So why is it that I spend so much time focused and worrying about how other people are relating to each other, and how they're doing? When I was thinking about what I'd write later tonight, I just realized that almost all my real serious thoughts are about other people, there being assorted social insanity going on as usual in various spheres. I know I really should invest more of my emotional energy in my own needs, but somehow it's much more fulfilling to take care of other people. This is not a new reflection: I've talked to my parents about it, and I gather it's a Cohen/Kosowsky family trait of long standing, especially from my Dad's parents in particular: somewhat less from their siblings, etc. But well: that is the way my grandparents' entire marriage worked: they each cared more about taking care of the other one than theirselves.
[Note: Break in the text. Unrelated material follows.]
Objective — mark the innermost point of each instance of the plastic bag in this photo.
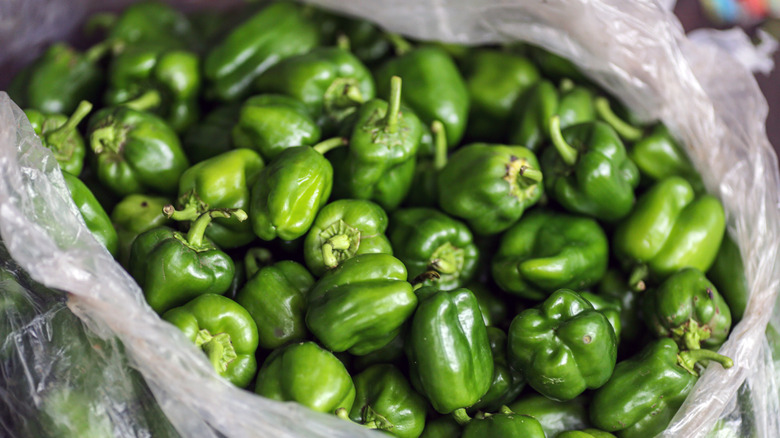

But somehow I think that is a very unusual sort of situation, and very much based on their own not so happy backgrounds. And if the other person isn't entirely as devoted to that same idea, then one person gives and the other receives, and I've certainly experienced how unpleasant and unhealthy that gets in the long run, just in friendships. It's one of those areas that's hard to balance. I definitely notice many people who are oriented either too much towards other people or twoards themselves. I don't know if you ever can be completely balanced there. I'm not even sure if I should be. But I think being a bit more so might be good. Just looking at this journal, I talk a lot about other people, and am often tempted to do so more, but don't want to be telling other people's problems or secrets around.
In less deep topics: I hate having a sore throat: it annoys me.
In less deep topics: I hate having a sore throat: it annoys me.